Bookmarks: Segments with bookmark: true are imported normally; the bookmark flag is ignored (not stored in database).

Development

# Build
go build -o skraak

# Run tests
go test ./...

# Run with coverage
go test -cover ./...

Cross-Compile to Windows (from Ubuntu)

DuckDB's Go bindings use CGO with pre-built static libraries.
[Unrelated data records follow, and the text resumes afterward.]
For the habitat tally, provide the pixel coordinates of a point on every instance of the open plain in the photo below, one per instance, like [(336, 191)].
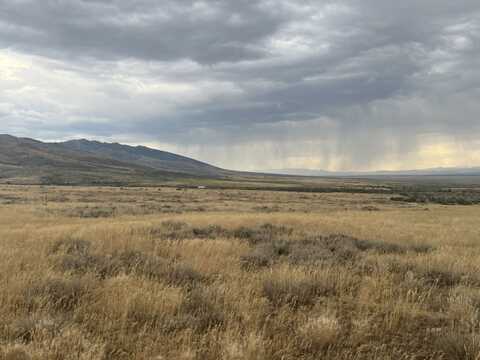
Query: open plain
[(189, 273)]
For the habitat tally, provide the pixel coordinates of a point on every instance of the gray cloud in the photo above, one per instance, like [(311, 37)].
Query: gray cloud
[(352, 84)]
Cross-compiling to Windows requires MinGW and a small ABI compatibility stub.

Prerequisites:

sudo apt install gcc-mingw-w64-x86-64 g++-mingw-w64-x86-64

# Switch to posix threading variant (DuckDB uses pthreads)
sudo update-alternatives --set x86_64-w64-mingw32-gcc /usr/bin/x86_64-w64-mingw32-gcc-posix
sudo update-alternatives --set x86_64-w64-mingw32-g++ /usr/bin/x86_64-w64-mingw32-g++-posix

Build:

# Create ABI stub (Ubuntu MinGW defines mbstate_t as int, DuckDB expects _Mbstatet)
echo 'extern "C" { void* _ZNSt15basic_streambufIcSt11char_traitsIcEE7seekposESt4fposI9_MbstatetESt13_Ios_Openmode() { return (void*)-1; } }' \
  | tee /tmp/stub_seekpos.cpp
x86_64-w64-mingw32-g++ -c /tmp/stub_seekpos.cpp -o /tmp/stub_seekpos.o

# Cross-compile (windows-amd64 only)
CGO_ENABLED=1 \
  CC=x86_64-w64-mingw32-gcc \
  CXX=x86_64-w64-mingw32-g++ \
  GOOS=windows GOARCH=amd64 \
  go build -ldflags '-extldflags "/tmp/stub_seekpos.o -lucrt"' -o skraak.exe

Verify:

file skraak.exe
# Expected: PE32+ executable (console) x86-64, for MS Windows

See CLAUDE.md for detailed development notes.